Suppose you own some land next to a 50 MW wind farm located on Colorado’s Front Range. Your land has a fantastic cliff/ridgeline with an elevation difference of 250 m. Evaluate whether or not you can make money by building a pumped hydroelectric energy storage system on your land that interfaces with the wind farm. Your plan is to capture excess energy from the wind farm or buy energy from the wind farm when electricity prices are low and sell that energy back to the grid when electricity prices are high (assume that the utility that owns the grid will grant you a fair contract). You find that a good power rating for your storage system is 50% of the rated wind farm output, or 25 MW. Also your storage system should be able to generate electricity at rated power for 8 h.
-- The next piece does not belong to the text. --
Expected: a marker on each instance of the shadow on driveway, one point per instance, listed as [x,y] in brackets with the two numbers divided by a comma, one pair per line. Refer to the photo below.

a. Determine the flow rate and reservoir size needed to accomplish the required power output and energy capacity. Pumped hydroelectric plants generally run at 80%–90% generating efficiency, depending on the size of the machinery. Suggest a reasonable surface area and depth for your two reservoirs.

b. Assume it costs $500 per kW to install your turbomachinery and penstocks, plus $2 per cubic yard to build reservoirs. Calculate the initial capital cost of your pumped hydroelectric system.

c. Suppose you can buy energy from the wind farm at $0.035/kWh between the hours of 10:00 pm and 8:00 am to charge your storage and sell energy between 1:00 pm and 9:00 pm back to the grid at $0.1/kWh. Select a reasonable simple payback period that would motivate you to invest in energy storage. Calculate the maximum capital cost expenditure on your energy storage system that would allow this payback period.

d. Would you decide to build this energy storage system? Why or why not?